L’ONG Viasna assure pour sa part que les rédactions de deux sites indépendants régionaux Brestskaïa Gazeta et Intex-press ont dit avoir fait l’objet de perquisitions.
Au moins 25 journalistes et autres employés de médias se trouvent actuellement en prison ou en résidence surveillée en Biélorussie, d’après l’association biélorusse des journalistes.
Certains sont jugés pour des affaires d’« extrémisme » et des journalistes ont été condamnés à de la prison pour avoir seulement couvert des manifestations.
Les autorités poursuivent ces derniers mois la répression du mouvement de contestation historique provoqué par l’élection, dénoncée comme frauduleuse, d’Alexandre Loukachenko pour un cinquième mandat.
Le mouvement a rassemblé pendant des mois des dizaines de milliers de manifestants avant de s’essouffler progressivement face aux arrestations, aux violences, aux exils forcés et aux procès.

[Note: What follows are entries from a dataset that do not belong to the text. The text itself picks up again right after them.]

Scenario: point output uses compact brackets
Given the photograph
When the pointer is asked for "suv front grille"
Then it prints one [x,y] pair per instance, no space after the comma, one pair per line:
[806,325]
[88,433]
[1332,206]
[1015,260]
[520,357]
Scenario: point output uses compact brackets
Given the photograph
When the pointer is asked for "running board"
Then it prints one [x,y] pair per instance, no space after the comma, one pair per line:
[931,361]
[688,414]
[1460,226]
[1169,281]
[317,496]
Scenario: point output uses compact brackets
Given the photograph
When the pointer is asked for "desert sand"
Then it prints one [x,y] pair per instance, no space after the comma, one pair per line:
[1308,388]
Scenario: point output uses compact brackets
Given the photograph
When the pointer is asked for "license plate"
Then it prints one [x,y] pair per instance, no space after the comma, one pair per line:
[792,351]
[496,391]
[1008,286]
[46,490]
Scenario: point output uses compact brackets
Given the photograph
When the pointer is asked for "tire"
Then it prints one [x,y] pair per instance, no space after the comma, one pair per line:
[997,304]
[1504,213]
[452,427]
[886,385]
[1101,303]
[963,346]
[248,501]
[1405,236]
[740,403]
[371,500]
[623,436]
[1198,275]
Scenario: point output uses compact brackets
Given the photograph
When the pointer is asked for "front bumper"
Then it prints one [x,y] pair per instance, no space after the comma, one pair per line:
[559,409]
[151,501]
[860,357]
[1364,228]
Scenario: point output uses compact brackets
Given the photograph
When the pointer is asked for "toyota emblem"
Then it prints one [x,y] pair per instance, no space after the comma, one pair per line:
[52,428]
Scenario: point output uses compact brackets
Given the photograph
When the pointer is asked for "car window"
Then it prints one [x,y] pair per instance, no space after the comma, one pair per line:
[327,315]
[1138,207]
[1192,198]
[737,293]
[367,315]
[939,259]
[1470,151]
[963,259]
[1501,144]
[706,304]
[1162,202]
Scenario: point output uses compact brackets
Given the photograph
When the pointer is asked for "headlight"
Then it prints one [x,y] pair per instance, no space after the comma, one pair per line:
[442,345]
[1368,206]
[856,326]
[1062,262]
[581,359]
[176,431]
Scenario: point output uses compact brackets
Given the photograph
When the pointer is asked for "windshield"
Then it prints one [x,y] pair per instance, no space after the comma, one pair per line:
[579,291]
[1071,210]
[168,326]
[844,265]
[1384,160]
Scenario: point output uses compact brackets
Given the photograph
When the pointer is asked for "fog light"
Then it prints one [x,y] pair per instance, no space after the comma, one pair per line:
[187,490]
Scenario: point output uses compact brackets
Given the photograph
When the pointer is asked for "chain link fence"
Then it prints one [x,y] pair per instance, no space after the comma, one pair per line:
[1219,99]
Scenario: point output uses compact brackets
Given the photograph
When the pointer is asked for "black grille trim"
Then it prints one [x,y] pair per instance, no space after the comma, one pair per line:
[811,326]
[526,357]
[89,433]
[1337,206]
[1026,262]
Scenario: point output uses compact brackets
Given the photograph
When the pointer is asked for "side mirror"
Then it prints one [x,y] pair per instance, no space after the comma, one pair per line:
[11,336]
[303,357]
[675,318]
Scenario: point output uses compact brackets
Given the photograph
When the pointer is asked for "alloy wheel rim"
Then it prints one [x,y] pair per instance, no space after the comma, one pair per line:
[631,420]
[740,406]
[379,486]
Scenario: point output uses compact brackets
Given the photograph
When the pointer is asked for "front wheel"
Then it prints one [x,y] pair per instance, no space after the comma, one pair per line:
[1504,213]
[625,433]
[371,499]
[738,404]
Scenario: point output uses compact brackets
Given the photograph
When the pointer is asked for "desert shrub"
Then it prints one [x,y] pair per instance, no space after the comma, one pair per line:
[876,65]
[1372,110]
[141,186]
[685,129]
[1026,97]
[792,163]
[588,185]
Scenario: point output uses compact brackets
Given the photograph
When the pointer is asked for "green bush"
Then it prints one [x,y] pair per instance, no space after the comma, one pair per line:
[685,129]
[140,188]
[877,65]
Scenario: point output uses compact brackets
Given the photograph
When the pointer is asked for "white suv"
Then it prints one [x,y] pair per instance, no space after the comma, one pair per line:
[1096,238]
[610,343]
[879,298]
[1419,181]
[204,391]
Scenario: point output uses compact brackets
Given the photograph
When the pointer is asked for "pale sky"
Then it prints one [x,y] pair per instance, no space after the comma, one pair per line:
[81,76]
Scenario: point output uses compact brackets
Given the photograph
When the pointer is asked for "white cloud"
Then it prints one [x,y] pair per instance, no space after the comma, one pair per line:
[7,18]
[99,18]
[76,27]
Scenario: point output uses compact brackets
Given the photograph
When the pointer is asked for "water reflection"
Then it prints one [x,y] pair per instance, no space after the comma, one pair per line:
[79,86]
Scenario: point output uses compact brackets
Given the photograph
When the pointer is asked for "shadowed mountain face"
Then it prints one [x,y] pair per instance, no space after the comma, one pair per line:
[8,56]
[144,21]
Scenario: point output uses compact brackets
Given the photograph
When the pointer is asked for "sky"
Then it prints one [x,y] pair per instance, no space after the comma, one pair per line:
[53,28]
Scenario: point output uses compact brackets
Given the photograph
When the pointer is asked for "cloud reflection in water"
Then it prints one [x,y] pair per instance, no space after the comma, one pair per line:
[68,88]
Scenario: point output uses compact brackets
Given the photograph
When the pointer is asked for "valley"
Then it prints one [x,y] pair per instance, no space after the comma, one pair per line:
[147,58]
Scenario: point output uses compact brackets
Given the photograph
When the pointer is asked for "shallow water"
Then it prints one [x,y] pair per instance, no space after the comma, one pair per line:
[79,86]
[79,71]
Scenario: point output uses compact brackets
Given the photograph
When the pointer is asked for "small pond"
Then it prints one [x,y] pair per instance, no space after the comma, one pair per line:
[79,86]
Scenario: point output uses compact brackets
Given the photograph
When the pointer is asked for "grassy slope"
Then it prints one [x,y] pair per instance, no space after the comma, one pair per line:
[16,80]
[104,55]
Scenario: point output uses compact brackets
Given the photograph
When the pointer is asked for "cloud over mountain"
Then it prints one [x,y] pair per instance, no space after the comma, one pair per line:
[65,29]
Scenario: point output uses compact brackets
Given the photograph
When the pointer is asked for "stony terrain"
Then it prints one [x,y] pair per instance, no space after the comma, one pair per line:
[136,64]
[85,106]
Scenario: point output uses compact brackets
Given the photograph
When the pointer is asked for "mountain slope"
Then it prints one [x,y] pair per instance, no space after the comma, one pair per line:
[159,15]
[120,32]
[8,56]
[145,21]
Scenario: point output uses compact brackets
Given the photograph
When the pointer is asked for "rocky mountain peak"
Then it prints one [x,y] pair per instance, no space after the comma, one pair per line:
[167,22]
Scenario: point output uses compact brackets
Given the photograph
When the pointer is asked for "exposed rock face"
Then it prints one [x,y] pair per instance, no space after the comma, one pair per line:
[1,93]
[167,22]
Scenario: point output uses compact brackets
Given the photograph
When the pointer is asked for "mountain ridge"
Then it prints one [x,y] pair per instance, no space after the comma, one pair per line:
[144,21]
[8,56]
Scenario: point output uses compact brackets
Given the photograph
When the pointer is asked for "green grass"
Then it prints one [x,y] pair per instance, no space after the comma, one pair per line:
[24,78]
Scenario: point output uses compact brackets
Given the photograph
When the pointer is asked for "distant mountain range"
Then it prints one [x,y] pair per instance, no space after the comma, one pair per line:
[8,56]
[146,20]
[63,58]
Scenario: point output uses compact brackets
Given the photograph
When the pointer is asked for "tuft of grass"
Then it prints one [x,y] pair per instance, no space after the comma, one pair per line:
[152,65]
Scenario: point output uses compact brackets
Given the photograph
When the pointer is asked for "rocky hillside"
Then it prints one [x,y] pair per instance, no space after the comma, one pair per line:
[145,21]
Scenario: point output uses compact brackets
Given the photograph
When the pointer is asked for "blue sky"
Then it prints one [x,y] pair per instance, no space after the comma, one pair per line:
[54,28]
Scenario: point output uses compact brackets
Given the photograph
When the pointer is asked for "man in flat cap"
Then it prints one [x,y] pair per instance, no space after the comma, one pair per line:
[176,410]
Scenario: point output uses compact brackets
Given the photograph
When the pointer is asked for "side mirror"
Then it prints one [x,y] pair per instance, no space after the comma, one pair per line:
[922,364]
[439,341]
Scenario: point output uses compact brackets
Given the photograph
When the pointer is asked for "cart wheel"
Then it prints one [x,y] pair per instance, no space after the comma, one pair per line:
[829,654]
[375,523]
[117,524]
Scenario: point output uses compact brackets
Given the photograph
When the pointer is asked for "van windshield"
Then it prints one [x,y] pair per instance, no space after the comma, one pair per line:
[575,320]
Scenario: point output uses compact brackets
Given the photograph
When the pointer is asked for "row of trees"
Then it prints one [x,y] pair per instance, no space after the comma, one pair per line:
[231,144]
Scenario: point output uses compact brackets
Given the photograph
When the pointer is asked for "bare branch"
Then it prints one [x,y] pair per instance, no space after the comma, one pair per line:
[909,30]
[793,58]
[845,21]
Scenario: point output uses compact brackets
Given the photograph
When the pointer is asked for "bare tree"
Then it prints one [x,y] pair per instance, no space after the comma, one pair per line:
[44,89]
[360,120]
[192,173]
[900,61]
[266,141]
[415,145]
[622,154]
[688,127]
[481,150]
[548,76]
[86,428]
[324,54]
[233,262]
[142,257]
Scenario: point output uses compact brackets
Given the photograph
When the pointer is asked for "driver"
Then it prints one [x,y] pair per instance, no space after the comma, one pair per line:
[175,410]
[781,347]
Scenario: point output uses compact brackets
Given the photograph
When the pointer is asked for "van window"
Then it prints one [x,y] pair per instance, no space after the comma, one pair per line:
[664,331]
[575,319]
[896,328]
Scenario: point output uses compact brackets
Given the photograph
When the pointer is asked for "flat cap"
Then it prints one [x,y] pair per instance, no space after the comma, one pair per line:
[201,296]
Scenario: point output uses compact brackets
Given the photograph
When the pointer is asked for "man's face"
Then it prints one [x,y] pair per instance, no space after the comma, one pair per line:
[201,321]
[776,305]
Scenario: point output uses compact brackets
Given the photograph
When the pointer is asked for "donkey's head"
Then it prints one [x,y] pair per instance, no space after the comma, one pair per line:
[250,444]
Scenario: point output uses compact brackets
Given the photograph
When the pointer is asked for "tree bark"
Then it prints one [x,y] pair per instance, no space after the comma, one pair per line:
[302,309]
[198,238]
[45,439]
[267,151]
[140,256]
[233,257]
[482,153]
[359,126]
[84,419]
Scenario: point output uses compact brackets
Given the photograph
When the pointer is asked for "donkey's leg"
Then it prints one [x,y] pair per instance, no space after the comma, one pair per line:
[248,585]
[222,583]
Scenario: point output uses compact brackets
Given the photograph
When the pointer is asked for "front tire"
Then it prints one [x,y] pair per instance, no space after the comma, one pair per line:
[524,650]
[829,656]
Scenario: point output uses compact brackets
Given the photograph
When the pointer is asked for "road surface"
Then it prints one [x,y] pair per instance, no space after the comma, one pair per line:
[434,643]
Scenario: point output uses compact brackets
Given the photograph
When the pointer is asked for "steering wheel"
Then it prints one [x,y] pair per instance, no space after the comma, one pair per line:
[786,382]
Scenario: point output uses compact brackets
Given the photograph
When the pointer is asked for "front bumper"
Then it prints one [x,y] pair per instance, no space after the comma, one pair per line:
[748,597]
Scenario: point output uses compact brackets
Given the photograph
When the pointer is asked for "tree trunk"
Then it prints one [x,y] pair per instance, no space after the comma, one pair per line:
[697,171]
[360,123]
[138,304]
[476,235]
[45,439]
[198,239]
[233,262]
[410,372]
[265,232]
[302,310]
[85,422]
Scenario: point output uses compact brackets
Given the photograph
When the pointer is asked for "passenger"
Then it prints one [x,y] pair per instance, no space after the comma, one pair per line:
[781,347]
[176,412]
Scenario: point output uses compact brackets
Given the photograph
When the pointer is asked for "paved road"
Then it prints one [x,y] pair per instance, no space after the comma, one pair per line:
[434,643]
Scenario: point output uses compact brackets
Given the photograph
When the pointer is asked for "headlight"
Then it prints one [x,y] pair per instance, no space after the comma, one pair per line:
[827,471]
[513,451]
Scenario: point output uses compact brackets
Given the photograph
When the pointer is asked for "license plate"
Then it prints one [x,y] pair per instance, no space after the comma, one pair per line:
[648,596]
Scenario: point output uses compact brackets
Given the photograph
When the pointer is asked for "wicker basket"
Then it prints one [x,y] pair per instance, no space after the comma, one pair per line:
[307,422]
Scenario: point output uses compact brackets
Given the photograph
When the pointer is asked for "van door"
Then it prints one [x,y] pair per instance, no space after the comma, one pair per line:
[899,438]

Le site tut.by, le plus consulté de la Biélorussie et qui avait activement couvert les manifestations, a ainsi été bloqué en mai et une quinzaine de ses employés arrêtés pour évasion fiscale.
Deux journalistes de la chaîne d’opposition Belsat ont quant à elles été condamnées en février à deux ans de prison pour avoir fomenté des « troubles » en couvrant le mouvement de protestation de 2020.
Le point culminant a été atteint avec l’arrestation fin mai de Roman Protassevitch : l’avion de ligne dans lequel il voyageait a été intercepté au-dessus du territoire biélorusse et dérouté au motif d’une alerte à la bombe présumée.
Roman Protassevitch était l’ancien rédacteur en chef de Nexta, qui avait joué un rôle central dans la contestation en relayant les consignes des organisateurs des manifestations.